La majorité et le Gouvernement se sont engagés à compenser toute augmentation de dépense par la réduction d’autres crédits. Nous allons ainsi économiser plus de 50 millions d’euros grâce aux dispositions relatives aux génériques et je vous proposerai d’écrêter les dotations allouées à certains fonds – le Fonds de modernisation des établissements de santé publics et privés (FMESPP), l’Office national d’indemnisation des accidents médicaux (ONIAM) et l’Établissement de préparation et de réponse aux urgences sanitaires (EPRUS) – pour un montant de plus de 100 millions d’euros. Nous ne serons alors pas loin d’atteindre notre objectif de 200 millions de réduction des dépenses, soit près de 0,2 point de l’ONDAM.

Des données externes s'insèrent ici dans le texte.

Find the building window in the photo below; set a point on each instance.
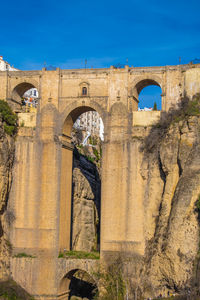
(84, 91)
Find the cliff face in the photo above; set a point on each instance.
(85, 204)
(6, 216)
(171, 174)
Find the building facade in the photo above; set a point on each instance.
(5, 66)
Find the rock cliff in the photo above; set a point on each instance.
(86, 204)
(171, 174)
(6, 216)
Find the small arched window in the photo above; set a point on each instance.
(84, 91)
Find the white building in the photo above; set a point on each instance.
(5, 66)
(91, 122)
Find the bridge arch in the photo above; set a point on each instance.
(145, 81)
(77, 282)
(76, 108)
(18, 90)
(68, 118)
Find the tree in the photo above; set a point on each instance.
(155, 106)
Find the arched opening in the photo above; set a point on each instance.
(149, 95)
(77, 283)
(80, 182)
(84, 91)
(24, 97)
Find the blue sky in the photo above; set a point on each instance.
(64, 33)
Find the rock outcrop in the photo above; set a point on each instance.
(86, 204)
(6, 216)
(171, 173)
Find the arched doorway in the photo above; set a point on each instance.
(150, 98)
(77, 283)
(148, 93)
(24, 97)
(79, 199)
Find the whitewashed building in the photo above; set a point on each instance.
(91, 122)
(5, 66)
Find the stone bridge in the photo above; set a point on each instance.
(40, 197)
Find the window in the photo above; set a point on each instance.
(84, 91)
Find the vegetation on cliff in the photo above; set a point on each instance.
(9, 118)
(171, 178)
(186, 108)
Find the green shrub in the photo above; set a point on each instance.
(198, 204)
(9, 118)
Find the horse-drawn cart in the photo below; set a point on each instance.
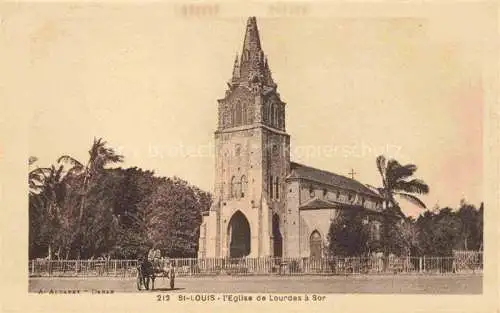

Il faut parfois savoir dire non, comme nous l’avons fait cette année au sujet du complément de libre choix d’activité (CLCA) et, l’an dernier, à propos de certaines dispositions relatives à la branche famille. À partir du moment où nous parvenons à réduire les dépenses, nous devons être écoutés.

M. Michel Liebgott. Ces propos me paraissent judicieux. J’y ajouterai que les entreprises seront également concernées, puisque le coût des contrats de prévoyance complémentaire, qui couvrent la différence entre le salaire et l’indemnité journalière, augmentera sans doute.

Une fois encore, je constate que les plus défavorisés vont payer, sans que leur situation change pour autant. Ce que se propose le Gouvernement se résume à une sanction financière tout à fait injuste. S’il s’agit de dégager des recettes, pourquoi ne pas augmenter un peu le forfait social ?

La Commission rejette l’amendement AS 208.